Alice, só torna-se ALICE NO PAÍS DAS MARAVILHAS a partir do momento em que ouve a irmã lendo um livro, adormece e sonha. O buraco profundo, onde cai, a leva a um local mágico onde tudo é possível acontecer. A história termina com o acordar de Alice, descobrindo ter sido tudo um sonho. Lá, nas profundezas da nossa mente, estão abrigados todos os nossos sonhos.

O PEQUENO PRÍNCIPE sabe que “num mundo que se faz deserto, temos sede de encontrar um amigo”. Utilizando-se dessa assertiva, acreditamos que aquela pessoa, que se acostumou a privar com os livros, terá neles um amigo constante que, muitas vezes, poderá substituir um amigo de carne e osso. Isso está bem claro no comportamento daquela jovem da década de 30, ávida de leituras, carente de tempo, de amigos, de futuro. Afinal, era preciso voar, mesmo que em sonhos: libertar-se.
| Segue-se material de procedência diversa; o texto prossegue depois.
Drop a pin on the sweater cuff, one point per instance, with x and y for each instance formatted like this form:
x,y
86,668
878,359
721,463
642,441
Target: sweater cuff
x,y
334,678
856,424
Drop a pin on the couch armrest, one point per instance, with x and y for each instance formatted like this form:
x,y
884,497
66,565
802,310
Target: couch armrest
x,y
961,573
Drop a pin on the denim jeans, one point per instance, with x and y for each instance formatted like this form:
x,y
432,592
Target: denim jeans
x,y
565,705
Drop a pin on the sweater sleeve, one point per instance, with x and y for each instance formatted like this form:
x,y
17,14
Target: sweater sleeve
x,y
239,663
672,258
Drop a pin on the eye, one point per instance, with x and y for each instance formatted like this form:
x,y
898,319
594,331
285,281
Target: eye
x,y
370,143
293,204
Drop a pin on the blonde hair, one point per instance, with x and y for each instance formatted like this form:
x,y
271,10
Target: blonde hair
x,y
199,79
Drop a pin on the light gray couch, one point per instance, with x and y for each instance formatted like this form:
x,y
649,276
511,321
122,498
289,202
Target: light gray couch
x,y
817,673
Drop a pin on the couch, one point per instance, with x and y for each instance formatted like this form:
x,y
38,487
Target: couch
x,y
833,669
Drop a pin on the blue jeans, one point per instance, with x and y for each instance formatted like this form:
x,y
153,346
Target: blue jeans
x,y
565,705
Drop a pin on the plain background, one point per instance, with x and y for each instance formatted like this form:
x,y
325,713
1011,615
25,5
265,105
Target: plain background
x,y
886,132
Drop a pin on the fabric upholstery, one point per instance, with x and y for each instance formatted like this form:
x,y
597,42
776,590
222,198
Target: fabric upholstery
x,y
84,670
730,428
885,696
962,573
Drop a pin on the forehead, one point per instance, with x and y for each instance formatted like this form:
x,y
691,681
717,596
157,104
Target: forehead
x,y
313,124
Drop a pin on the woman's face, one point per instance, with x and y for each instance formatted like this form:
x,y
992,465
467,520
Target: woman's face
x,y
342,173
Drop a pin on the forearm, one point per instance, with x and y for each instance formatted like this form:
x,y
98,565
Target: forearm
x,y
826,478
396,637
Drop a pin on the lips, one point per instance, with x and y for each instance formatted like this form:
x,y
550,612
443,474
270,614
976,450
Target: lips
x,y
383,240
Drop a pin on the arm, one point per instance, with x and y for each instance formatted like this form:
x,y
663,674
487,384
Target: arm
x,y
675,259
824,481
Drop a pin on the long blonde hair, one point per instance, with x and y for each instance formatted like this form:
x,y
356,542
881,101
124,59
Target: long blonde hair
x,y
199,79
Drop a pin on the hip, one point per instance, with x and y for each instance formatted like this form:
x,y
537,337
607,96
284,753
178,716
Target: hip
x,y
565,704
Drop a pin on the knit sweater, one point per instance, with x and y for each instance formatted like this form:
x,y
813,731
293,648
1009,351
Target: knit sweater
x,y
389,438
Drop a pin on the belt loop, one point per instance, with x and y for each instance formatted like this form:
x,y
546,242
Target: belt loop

Ainda lembrando a raposa, de O PEQUENO PRÍNCIPE, diz ela que “o essencial é invisível aos olhos, só se vê bem com o coração”. Sabemos que o início do desenvolvimento intelectual de uma criança é muito delicado. Ela captará pela palavra, pelas gravuras, pelos desenhos, a magia do texto, que é invisível, mas que lhe possibilitará ver com o coração.
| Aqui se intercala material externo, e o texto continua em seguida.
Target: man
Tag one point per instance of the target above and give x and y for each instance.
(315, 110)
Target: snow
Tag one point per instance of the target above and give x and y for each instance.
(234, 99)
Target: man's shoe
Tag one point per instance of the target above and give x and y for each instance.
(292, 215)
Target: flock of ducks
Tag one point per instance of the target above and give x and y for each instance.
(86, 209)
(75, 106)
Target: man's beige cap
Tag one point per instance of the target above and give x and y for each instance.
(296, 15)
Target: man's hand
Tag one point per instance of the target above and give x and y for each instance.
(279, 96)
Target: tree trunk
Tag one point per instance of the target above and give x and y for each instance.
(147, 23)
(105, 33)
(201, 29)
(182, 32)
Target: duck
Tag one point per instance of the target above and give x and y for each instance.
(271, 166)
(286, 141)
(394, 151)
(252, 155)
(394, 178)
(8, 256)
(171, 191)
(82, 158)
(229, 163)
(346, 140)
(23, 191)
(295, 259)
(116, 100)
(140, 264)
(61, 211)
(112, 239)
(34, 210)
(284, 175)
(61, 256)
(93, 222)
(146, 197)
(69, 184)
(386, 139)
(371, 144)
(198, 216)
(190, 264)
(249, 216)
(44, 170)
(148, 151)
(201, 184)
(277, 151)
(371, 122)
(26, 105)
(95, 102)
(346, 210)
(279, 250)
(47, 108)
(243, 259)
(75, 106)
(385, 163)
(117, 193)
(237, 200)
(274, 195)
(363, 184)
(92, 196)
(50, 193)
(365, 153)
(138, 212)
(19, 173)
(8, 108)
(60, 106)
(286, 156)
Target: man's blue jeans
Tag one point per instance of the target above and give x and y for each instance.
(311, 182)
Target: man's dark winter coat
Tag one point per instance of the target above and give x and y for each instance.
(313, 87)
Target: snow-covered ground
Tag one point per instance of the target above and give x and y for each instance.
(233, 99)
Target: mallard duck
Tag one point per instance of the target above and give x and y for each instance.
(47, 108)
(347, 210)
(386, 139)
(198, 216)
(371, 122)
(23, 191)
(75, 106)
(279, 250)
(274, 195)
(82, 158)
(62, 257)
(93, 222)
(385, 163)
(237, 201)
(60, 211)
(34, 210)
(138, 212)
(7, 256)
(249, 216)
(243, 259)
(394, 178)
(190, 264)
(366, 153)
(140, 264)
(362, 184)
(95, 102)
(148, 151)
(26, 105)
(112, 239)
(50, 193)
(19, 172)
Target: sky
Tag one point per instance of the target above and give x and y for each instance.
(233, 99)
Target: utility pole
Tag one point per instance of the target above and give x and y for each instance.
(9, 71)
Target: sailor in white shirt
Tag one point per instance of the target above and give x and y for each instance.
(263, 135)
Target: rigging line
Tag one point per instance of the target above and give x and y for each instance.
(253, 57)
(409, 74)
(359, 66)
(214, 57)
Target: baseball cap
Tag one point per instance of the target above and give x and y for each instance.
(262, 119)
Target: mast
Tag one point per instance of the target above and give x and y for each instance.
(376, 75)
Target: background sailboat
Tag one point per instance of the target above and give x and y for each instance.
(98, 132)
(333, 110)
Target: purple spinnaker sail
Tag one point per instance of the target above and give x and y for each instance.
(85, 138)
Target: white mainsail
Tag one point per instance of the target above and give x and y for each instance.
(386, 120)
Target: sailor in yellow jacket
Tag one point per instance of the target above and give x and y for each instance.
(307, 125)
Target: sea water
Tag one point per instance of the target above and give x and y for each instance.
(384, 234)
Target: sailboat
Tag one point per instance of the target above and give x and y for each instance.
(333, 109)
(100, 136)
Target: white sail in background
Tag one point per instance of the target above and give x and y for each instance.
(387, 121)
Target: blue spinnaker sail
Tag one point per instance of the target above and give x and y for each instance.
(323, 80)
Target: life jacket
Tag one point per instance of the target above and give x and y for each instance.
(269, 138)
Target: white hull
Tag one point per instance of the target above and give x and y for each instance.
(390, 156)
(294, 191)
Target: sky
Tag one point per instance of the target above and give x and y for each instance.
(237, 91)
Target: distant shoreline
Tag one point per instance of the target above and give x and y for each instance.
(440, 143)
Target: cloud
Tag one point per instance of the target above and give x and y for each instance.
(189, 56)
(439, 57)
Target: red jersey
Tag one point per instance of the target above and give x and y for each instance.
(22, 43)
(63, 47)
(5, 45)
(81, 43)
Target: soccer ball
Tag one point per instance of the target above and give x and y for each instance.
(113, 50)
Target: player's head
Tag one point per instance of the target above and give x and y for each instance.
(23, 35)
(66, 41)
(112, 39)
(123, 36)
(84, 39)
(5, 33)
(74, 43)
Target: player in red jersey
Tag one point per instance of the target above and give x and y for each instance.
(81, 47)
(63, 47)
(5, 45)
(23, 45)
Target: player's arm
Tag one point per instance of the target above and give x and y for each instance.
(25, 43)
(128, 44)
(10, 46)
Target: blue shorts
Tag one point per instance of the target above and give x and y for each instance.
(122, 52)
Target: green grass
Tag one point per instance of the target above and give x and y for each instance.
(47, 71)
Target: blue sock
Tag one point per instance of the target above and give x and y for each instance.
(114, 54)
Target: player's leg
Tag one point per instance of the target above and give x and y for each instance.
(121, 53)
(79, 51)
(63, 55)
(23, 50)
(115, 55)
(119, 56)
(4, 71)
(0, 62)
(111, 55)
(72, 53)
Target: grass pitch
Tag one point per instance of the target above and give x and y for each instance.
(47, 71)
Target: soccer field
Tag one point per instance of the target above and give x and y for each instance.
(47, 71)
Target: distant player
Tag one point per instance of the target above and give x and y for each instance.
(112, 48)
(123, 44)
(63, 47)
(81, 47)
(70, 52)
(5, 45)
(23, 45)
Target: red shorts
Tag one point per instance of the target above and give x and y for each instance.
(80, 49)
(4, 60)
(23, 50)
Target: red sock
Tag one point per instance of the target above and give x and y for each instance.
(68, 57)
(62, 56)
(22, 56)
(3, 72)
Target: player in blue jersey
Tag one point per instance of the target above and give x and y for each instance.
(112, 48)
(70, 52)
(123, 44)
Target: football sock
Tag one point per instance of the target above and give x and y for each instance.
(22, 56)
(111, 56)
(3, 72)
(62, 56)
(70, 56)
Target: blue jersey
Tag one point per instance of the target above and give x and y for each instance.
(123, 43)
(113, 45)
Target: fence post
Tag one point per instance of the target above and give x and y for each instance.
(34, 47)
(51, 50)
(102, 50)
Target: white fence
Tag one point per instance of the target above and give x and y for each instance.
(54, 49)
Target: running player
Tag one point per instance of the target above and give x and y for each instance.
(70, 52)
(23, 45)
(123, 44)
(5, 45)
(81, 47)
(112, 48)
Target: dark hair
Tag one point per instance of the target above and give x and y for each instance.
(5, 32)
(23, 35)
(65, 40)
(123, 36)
Em GRANDE SERTÃO: VEREDAS, Riobaldo diz, a certa altura, “o mais importante e bonito, do mundo, é isto: que as pessoas não estão sempre iguais, ainda não foram terminadas - mas que elas vão sempre mudando. Afinam ou desafinam. Verdade maior.”

No fio condutor do tempo, com as leituras que se sucederem, teremos essa comprovação. E assim, conforme vamos nos definindo, e isso parece não ter fim, assim também vamos, através das leituras de livros, nos modificando a cada nova compreensão que obtemos, a cada releitura.
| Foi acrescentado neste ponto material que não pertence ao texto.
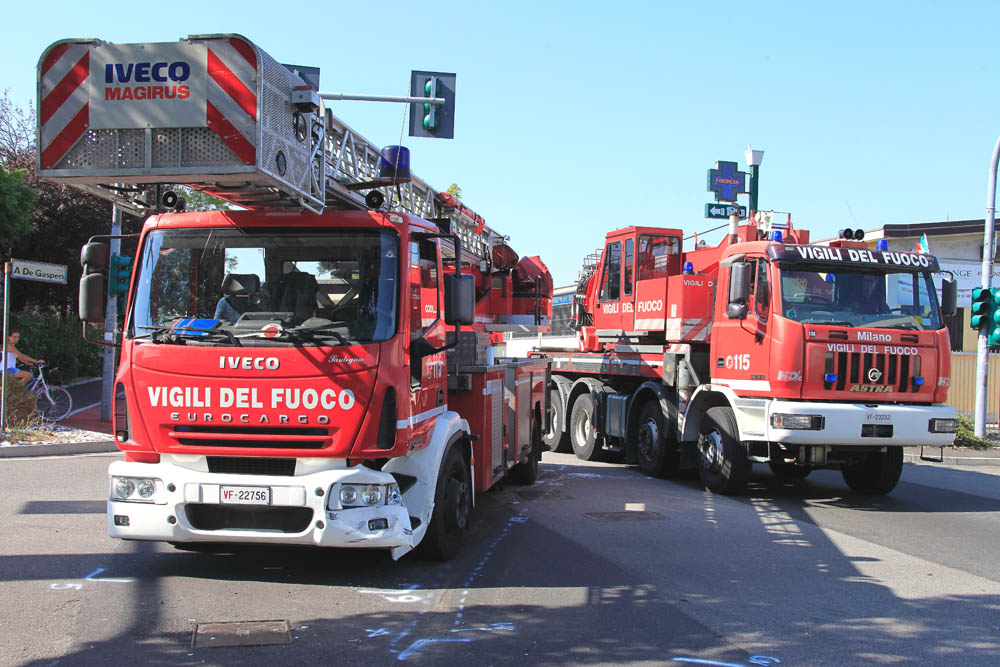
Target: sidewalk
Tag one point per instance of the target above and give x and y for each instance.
(82, 433)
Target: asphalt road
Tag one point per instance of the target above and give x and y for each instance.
(595, 564)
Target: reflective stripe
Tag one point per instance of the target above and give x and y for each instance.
(746, 385)
(423, 416)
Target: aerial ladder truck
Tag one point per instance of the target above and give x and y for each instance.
(313, 368)
(763, 348)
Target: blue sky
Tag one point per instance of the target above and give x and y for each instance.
(575, 118)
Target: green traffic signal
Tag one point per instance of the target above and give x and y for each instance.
(432, 88)
(119, 273)
(983, 309)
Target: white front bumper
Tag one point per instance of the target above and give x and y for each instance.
(167, 518)
(843, 424)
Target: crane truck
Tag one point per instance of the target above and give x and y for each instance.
(763, 348)
(288, 370)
E nesse moto-contínuo, aprendemos a tarefa de “criar laços”. Com quem? Com os livros, pois neles está a nossa necessidade maior, que é abastecer nosso ser com o que de melhor nós, humanos, dispomos: nossa capacidade de criar. Criar novas realidades, recriar o que já existe, descobrir-se e redescobrir-se a cada nova leitura.

E essa tarefa, com certeza, começa desde cedo.

Preservemos o encantamento com a palavra, com os livros, com nossas humanas histórias.

Que esse encanto se renove a cada olhar deitado sobre as páginas de um livro: uma possibilidade renovada de um novo olhar sobre as coisas, sobre as gentes do mundo. Que ele nos auxilie na busca de nós mesmos e no encontro do conhecimento.


E a imagem da menininha, surgindo com um livro na mão, volta uma vez mais.

E eu, novamente, suspendo a cena no olhar e saúdo os livros e os eventos que os consagram.